Las paredes y el techo de la habitación se habían vuelto de color violeta y se habían animado a unirse al tintero y la grapadora en su bailoteo, lo cual era bastante fascinante pero me estaba haciendo sentir unas crecientes ganas de potar. Le conté lo de mi búsqueda de la Unidad de la Izquierda y que su nombre había aparecido por algún motivo entre una lista de sospechosos de haberla visto por última vez, y que si por favor podía ayudarme en mis pesquisas.
¿La Unidad de la Izquierda? –me dijo–. Está usted de suerte, muchacho. La Izquierda siempre ha estado en las facultades de humanidades. Yo misma he dedicado mi carrera a demostrar que todo lo que ha ocurrido desde la (mal llamada) Ilustración es un tremendo error y que Occidente es una malévola maquinaria diseñada para violar y fagocitar a culturas milenarias mucho más sabia que la nuestra, como por ejemplo la de los fueguinos. ¡Los fueguinos! ¿Es que nadie piensa en los fueguinos? Les hemos sacado de su estado prístino de felicidad, ¿y qué les hemos dado a cambio? Sartenes antiadherentes. ¡Antiadherentes! Si eso no son imperialismo y opresión culturales, pollo, dígame usted qué lo es. 

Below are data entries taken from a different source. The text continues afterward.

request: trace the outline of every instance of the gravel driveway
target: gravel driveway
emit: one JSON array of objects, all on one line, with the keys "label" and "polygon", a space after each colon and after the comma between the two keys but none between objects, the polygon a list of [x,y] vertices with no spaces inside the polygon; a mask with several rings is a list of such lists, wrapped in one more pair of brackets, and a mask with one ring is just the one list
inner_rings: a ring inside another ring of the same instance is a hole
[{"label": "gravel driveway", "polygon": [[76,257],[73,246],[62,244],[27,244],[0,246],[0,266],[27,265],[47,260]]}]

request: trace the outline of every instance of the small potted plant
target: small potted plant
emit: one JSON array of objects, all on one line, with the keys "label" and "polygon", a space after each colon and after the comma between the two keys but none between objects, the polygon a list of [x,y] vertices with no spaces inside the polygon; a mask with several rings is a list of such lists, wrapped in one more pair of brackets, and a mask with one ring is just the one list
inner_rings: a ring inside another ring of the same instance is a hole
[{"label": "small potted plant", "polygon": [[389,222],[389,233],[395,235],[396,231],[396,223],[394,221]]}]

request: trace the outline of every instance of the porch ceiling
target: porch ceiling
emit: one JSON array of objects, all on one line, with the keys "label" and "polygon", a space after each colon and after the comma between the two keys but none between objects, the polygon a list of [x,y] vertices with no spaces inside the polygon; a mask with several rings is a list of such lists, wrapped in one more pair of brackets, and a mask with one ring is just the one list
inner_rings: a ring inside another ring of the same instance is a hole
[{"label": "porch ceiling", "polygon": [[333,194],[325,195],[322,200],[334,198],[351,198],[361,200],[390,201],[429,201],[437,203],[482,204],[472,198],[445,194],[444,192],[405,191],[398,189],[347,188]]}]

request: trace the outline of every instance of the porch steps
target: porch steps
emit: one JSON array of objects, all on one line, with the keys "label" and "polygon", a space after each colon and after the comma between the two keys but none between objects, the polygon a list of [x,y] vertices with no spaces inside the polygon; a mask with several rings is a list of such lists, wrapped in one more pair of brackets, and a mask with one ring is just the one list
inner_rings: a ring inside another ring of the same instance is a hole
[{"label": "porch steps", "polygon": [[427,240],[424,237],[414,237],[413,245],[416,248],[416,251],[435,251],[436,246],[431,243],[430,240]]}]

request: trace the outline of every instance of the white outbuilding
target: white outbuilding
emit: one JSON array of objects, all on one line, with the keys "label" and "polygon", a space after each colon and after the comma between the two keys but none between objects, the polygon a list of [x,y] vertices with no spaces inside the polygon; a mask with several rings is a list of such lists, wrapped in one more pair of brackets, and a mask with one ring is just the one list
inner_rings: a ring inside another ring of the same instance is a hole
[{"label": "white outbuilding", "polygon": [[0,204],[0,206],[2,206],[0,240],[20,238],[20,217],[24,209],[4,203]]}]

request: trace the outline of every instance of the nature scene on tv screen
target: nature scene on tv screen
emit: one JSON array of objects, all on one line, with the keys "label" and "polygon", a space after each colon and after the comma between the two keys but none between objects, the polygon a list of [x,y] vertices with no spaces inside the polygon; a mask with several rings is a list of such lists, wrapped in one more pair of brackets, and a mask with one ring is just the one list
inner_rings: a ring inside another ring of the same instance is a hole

Entonces... ¿la Unidad de la Izquierda...?

La Unidad de la Izquierda no existe, porque la Izquierda es poliédrica y multicultural, y por lo tanto solo puede ser entendida como una manifestación subjetiva del yo. Pero vamos, entre nosotros, que la verdadera izquierda es la que puede usted leer en mis publicaciones, y en cuanto consiga exterminar (académicamente, se entiende) a los etnocentristas, los supremacistas y los postitivistas, mis ideas tendrán mucha más difusión y podrán ayudar a las gentes del mundo a sacudirse el yugo del pensamiento unitario. Es solo cuestión de tiempo que todos lo admitan y se reúnan bajo mi égida...
Le di las gracias por su valiosa ayuda, recogí mis dientes esparcidos por el suelo como pude, vomité en un cáliz ritual Haniwa y me marché antes de que me lanzara algún hechizo subsahariano o algo por el estilo.